Although more than 5 million people in the United States contend with dementia today, the good news is that the rates are declining.
The Framingham Study recently revealed a 44 percent drop in dementia incidence since the late 1970s. And a new JAMA Internal Medicine study found that the rate declined by 24 percent from 2002 to 2012.
It looks like better heart health may be one reason dementia rates are falling.
For instance, people are taking statins and reducing their intake of red meat (still too high, but down from more than 130 pounds per person annually to 106) and sugary sodas (down 25 percent).
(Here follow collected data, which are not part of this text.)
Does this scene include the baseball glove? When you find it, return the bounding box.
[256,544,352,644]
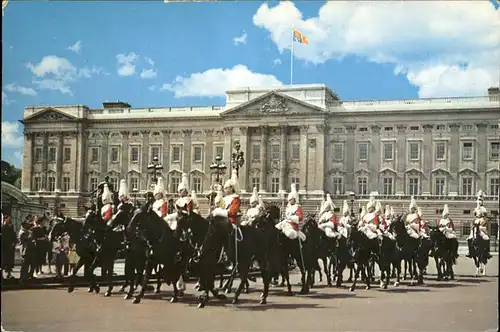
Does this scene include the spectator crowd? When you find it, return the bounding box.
[1,213,80,283]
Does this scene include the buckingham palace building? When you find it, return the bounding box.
[20,84,500,234]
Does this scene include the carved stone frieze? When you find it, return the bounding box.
[371,125,381,134]
[204,129,214,137]
[316,124,329,134]
[140,130,151,137]
[422,124,433,133]
[259,125,269,136]
[299,125,309,134]
[65,131,78,138]
[120,131,130,138]
[344,124,357,134]
[260,94,289,114]
[35,110,73,121]
[308,139,316,148]
[161,129,172,137]
[182,129,193,137]
[449,123,460,131]
[475,122,488,130]
[24,132,35,140]
[239,127,249,136]
[396,125,407,133]
[223,127,233,135]
[101,131,111,139]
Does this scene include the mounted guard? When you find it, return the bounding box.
[211,169,241,228]
[317,194,339,238]
[241,187,263,227]
[275,183,306,241]
[381,205,396,240]
[438,204,459,258]
[101,184,114,223]
[117,179,134,213]
[359,194,382,240]
[191,191,200,215]
[338,200,352,238]
[152,177,168,219]
[467,191,492,259]
[165,173,193,230]
[418,207,430,238]
[405,196,422,239]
How can you get in on this trend?
1. Keep your mind challenged and stay socially connected. Take a class; volunteer; learn a new language; play the game Double-Decision (it increases your brain's processing speed and has been shown to cut the risk for dementia by 48 percent over 10 years).
2. Keep your cardiovascular system in tip-top shape: Ask your doc about taking a daily low-dose aspirin and a statin if you have stubborn elevated levels of LDL cholesterol; take sugar and syrups, any refined grain and all trans and most sat fats off your plate; walk 10,000 steps a day or the equivalent; and don't smoke! It works.